Вслед за сим она приказала тому же Патрикею, отдохнув, немедленно ехать засвидетельствовать эту вольную и потом во что бы то ни стало, где он хочет, разыскать и привезти ей трубача, разделявшего с дедом опасность в его последнем бою. А сама взялась за хозяйство: она потребовала из конторы все счеты и отчеты и беспрестанно призывала старост и бурмистров – во все входила, обо всем осведомилась и всем показала, что у нее и в тяжкой горести недреманное око.
– Мать, – говорили крестьяне, – горе горюет, а детское добро бережет.
Меж тем отъехавшему Патрикею предстояла нелегкая задача отыскать израненного солдата, путь которого, за выходом его в отставку, был бабушкиному послу неизвестен. К тому же Патрикей, который недаром пользовался доверием князя и княгини, потому что он был умен, находчив и сообразителен, здесь на первых же шагах обличил совсем не свойственное ему крайнее легкомыслие и ветреность. На другой же день после его отъезда лакейчонки, начав убирать переднюю, нашли в ящике, в столе, тщательно обернутую бумагу, по рассмотрении которой конторщиком она оказалась Патрикеевой вольною. Он должен был захватить ее с собою и завезти в палату, а между тем… бросил, как "дар напрасный, дар случайный".

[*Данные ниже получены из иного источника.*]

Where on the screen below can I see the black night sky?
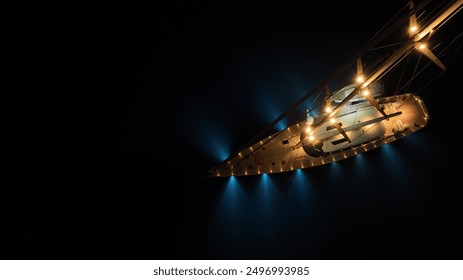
[4,1,463,259]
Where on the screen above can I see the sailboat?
[208,0,463,177]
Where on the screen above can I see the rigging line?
[214,0,436,166]
[416,52,463,94]
[369,42,405,51]
[404,37,437,91]
[393,49,416,95]
[399,33,463,93]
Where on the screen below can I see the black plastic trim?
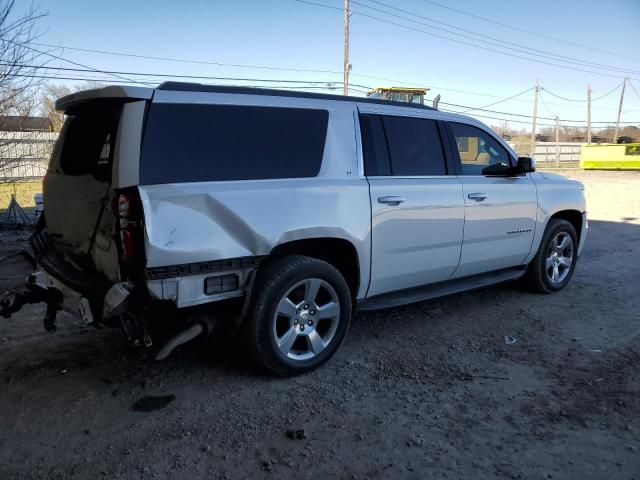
[156,82,436,110]
[147,256,264,280]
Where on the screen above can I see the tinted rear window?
[140,103,329,185]
[60,102,122,181]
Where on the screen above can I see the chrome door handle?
[378,195,404,207]
[467,192,488,202]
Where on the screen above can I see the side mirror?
[482,163,514,177]
[516,157,536,173]
[482,157,536,177]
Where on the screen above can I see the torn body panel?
[140,179,370,304]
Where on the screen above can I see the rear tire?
[524,218,578,293]
[245,255,351,376]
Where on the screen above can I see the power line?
[7,74,361,91]
[421,0,640,62]
[33,43,342,74]
[0,63,369,88]
[351,0,640,74]
[440,101,640,124]
[538,88,557,115]
[628,80,640,98]
[292,0,640,81]
[5,39,152,86]
[460,87,533,112]
[544,82,622,102]
[350,5,640,78]
[33,39,636,110]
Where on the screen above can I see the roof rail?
[156,82,435,110]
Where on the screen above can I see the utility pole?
[613,77,629,143]
[342,0,351,95]
[531,79,540,158]
[587,84,591,143]
[556,115,560,167]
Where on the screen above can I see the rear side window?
[140,103,329,185]
[360,115,391,177]
[60,102,122,181]
[360,115,447,177]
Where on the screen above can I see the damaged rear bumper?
[0,231,133,324]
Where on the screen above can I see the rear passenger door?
[448,122,537,277]
[360,113,464,296]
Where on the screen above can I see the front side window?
[450,123,510,175]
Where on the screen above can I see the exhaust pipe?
[156,317,218,360]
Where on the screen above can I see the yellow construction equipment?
[367,87,429,105]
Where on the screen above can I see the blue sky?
[31,0,640,127]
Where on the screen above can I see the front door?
[449,122,538,277]
[360,114,464,296]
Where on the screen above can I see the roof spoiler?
[56,85,153,112]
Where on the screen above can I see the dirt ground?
[0,170,640,479]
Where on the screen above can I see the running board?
[358,266,526,311]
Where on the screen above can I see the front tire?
[245,255,351,376]
[525,218,578,293]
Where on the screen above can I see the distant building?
[0,116,53,132]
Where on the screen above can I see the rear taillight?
[116,194,138,261]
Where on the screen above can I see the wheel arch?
[265,237,362,299]
[545,209,582,245]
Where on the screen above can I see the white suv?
[26,83,587,375]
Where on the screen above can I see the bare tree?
[40,81,105,132]
[40,83,72,132]
[0,0,46,183]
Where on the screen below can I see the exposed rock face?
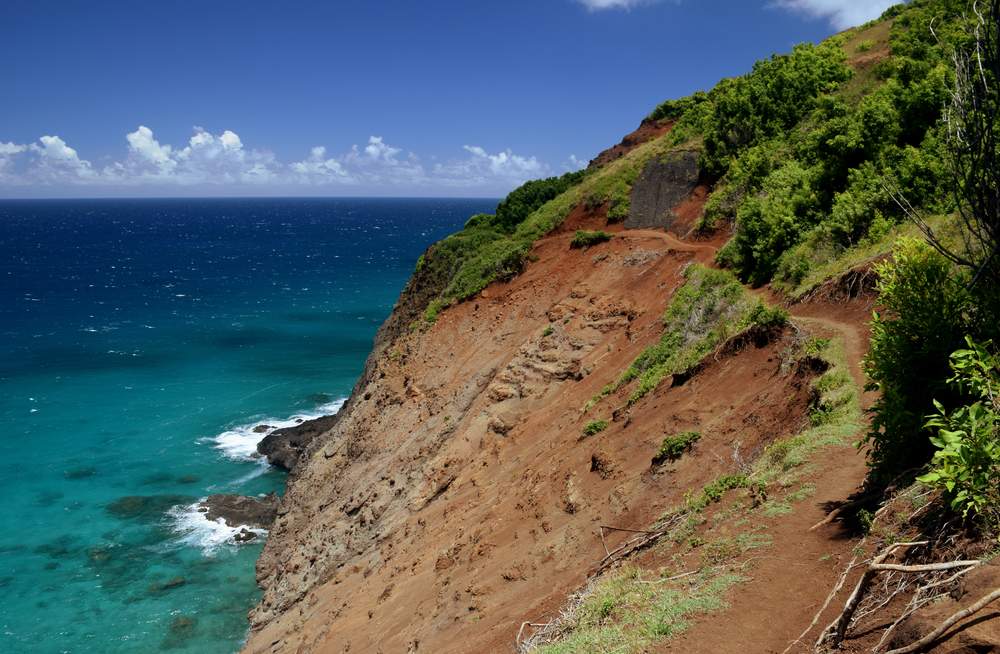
[245,226,828,654]
[625,151,699,229]
[199,493,279,529]
[257,416,336,472]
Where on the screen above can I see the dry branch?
[816,540,928,649]
[885,588,1000,654]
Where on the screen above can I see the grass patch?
[583,420,609,438]
[588,265,788,407]
[569,229,612,248]
[535,567,742,654]
[653,431,701,465]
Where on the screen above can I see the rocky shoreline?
[195,414,336,545]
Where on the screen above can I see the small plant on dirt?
[802,337,830,357]
[688,475,750,511]
[653,431,701,466]
[569,229,612,248]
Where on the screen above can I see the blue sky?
[0,0,893,197]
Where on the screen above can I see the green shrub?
[583,420,609,438]
[702,43,851,176]
[687,475,751,511]
[569,230,612,248]
[590,265,788,406]
[653,431,701,465]
[493,170,587,233]
[919,337,1000,531]
[864,239,971,480]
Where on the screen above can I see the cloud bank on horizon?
[0,125,568,192]
[771,0,900,30]
[577,0,901,29]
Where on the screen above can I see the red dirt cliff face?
[246,197,852,652]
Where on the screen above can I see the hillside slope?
[246,0,994,654]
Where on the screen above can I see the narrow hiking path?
[622,230,873,654]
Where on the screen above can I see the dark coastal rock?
[625,152,700,229]
[63,466,97,480]
[199,493,278,540]
[257,416,336,472]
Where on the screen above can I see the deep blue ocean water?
[0,199,496,653]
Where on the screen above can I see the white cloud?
[577,0,653,11]
[125,125,177,175]
[289,145,357,184]
[0,125,552,194]
[563,154,589,172]
[462,145,542,179]
[28,135,100,183]
[769,0,900,30]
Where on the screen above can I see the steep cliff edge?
[247,181,876,652]
[240,0,1000,654]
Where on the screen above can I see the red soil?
[246,189,984,654]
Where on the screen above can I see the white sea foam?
[167,502,267,556]
[207,398,347,465]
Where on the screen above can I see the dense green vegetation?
[650,0,1000,532]
[654,0,968,286]
[920,338,1000,530]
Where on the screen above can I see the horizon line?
[0,195,504,202]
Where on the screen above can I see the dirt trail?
[246,216,876,654]
[653,227,873,654]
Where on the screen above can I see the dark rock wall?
[625,151,699,229]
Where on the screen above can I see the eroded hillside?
[246,0,1000,654]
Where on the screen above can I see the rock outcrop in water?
[257,416,337,472]
[199,493,279,529]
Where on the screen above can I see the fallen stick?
[869,561,982,572]
[781,556,858,654]
[816,540,928,649]
[514,622,551,646]
[601,525,653,534]
[885,588,1000,654]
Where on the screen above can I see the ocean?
[0,199,496,654]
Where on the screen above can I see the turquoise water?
[0,199,495,653]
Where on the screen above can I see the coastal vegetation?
[587,265,788,409]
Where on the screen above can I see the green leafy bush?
[653,431,701,465]
[702,43,851,176]
[918,337,1000,530]
[569,230,612,248]
[864,239,971,479]
[493,170,587,233]
[583,420,608,438]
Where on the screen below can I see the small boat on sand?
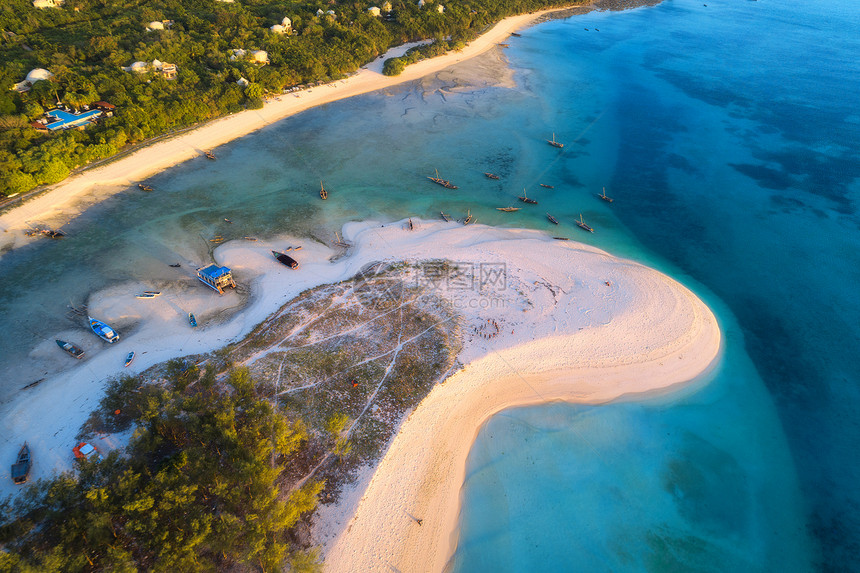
[518,189,537,205]
[427,169,457,189]
[12,442,31,485]
[576,213,594,233]
[272,251,299,269]
[87,316,119,344]
[55,340,84,360]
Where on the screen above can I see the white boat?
[87,316,119,344]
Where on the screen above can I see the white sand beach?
[0,220,721,571]
[0,6,580,247]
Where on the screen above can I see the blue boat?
[87,316,119,344]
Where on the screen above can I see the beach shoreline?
[315,222,722,572]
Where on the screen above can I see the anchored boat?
[427,169,457,189]
[56,340,84,360]
[272,251,299,269]
[12,442,31,485]
[576,213,594,233]
[87,316,119,344]
[519,189,537,205]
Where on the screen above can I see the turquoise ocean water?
[0,0,860,572]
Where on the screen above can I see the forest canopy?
[0,0,571,195]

Когда эту вольную представили княгине, она только улыбнулась и сказала:
– Этот человек истинный друг мне, – и тотчас же велела конторщику ехать засвидетельствовать отпускную и потом положить ее опять в то же самое место, где ее оставил Патрикей, и никогда ему об этом не сказывать. Все это так и было исполнено.

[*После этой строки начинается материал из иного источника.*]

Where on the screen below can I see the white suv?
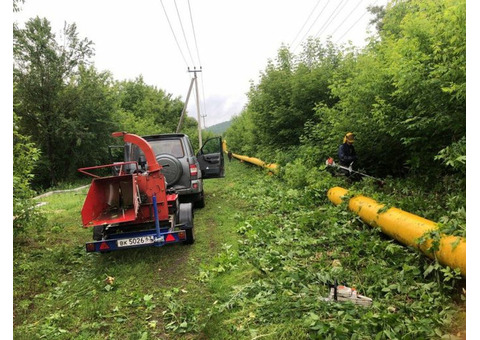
[124,133,225,208]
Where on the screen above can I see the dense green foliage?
[226,0,466,178]
[201,163,465,339]
[13,17,198,189]
[13,160,466,340]
[13,112,43,235]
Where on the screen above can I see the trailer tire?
[93,225,104,241]
[178,203,195,244]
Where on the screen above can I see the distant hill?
[205,120,232,135]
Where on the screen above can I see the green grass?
[14,161,465,339]
[14,161,255,339]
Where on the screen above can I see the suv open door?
[197,137,225,179]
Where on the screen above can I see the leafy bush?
[13,112,43,234]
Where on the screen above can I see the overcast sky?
[13,0,387,126]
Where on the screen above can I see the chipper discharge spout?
[79,132,193,252]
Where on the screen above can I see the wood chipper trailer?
[78,132,194,252]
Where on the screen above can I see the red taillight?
[190,164,198,176]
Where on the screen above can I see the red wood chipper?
[78,132,194,252]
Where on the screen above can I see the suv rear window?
[148,139,185,158]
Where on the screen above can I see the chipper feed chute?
[82,175,139,226]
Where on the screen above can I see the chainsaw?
[323,280,373,307]
[325,157,385,185]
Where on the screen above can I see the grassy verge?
[14,160,255,339]
[14,161,466,339]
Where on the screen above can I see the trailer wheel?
[178,203,195,244]
[93,225,104,241]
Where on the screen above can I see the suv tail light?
[190,164,198,176]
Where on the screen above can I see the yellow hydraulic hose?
[327,187,467,276]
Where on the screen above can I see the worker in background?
[338,132,357,175]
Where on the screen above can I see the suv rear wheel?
[156,154,183,185]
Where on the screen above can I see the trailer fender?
[178,203,193,230]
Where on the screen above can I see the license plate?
[117,235,154,248]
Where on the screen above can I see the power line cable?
[290,0,321,46]
[335,0,378,43]
[200,72,207,125]
[160,0,188,68]
[315,0,347,37]
[173,0,195,66]
[293,0,330,52]
[333,1,362,38]
[188,0,202,67]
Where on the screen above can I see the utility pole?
[188,66,203,148]
[177,66,205,148]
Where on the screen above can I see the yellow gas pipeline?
[327,187,467,276]
[223,140,278,173]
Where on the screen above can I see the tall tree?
[13,17,93,184]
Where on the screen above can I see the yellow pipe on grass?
[327,187,467,276]
[222,140,278,173]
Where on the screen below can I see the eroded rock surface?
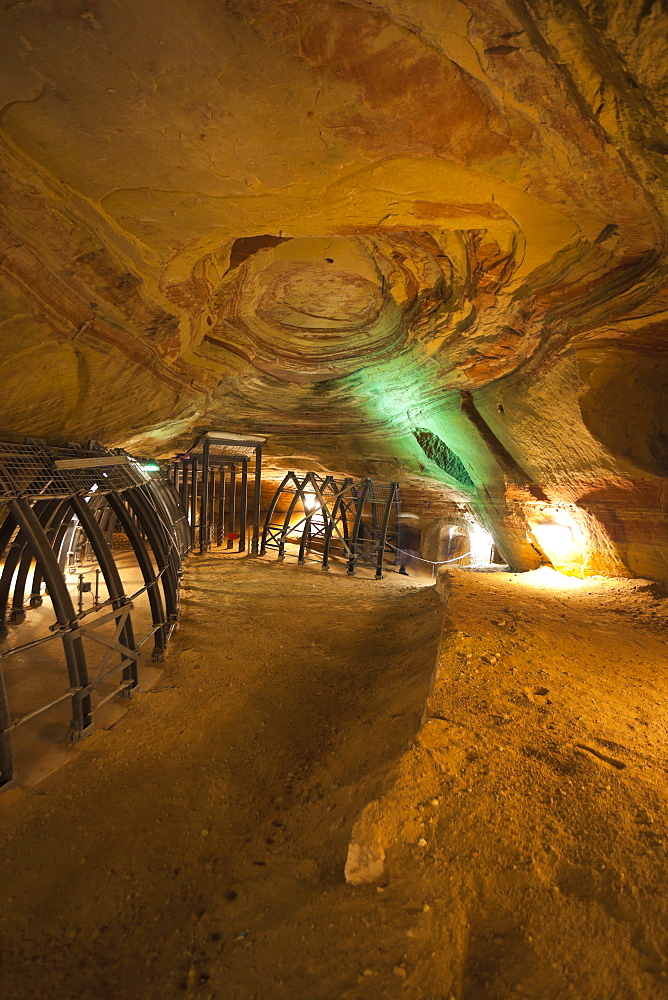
[0,0,668,577]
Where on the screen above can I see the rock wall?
[0,0,668,578]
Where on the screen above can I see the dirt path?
[345,569,668,1000]
[0,557,443,1000]
[0,559,668,1000]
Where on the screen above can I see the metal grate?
[0,442,150,501]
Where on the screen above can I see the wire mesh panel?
[0,442,149,500]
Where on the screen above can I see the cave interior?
[0,0,668,1000]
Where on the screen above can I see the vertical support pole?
[9,498,92,738]
[0,669,14,788]
[181,462,188,512]
[376,483,397,580]
[216,465,226,548]
[239,459,248,552]
[347,479,371,576]
[199,438,211,556]
[251,444,262,556]
[227,462,237,549]
[190,455,197,549]
[206,467,216,552]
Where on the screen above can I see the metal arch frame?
[70,497,139,691]
[0,500,50,636]
[30,500,71,608]
[322,478,353,570]
[346,479,371,576]
[123,487,179,634]
[0,440,190,787]
[11,500,62,624]
[10,497,92,736]
[260,472,299,556]
[297,473,334,566]
[372,483,399,580]
[261,471,399,580]
[107,493,169,662]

Эта историческая для нас вольноотпускная Патрикея Семеныча Сударичева, хранящаяся нынче в семейном архиве дяди, князя Якова Львовича, так и пролежала близ сорока лет в ящике, куда положил ее Патрикей и откуда никогда не хотел ее вынуть.
Меж тем прошло около трех месяцев, о самом княгинином после не было ни слуху ни духу, и вдруг он возвратился, и не один, а с кем ему было сказано.
Глава пятая
Ольга Федотовна, доходя в своих рассказах до этого события, всегда впадала в какой-то смешанный трагикомический тон повествования. Трагическое тут всегда принадлежало бабушке, а комическое – трубачу, которого месяца через три после своего отъезда привез Патрикей Семеныч. Я запишу этот рассказ так, как его слышала из уст самой пестуньи бабушкиной старости и моего детства.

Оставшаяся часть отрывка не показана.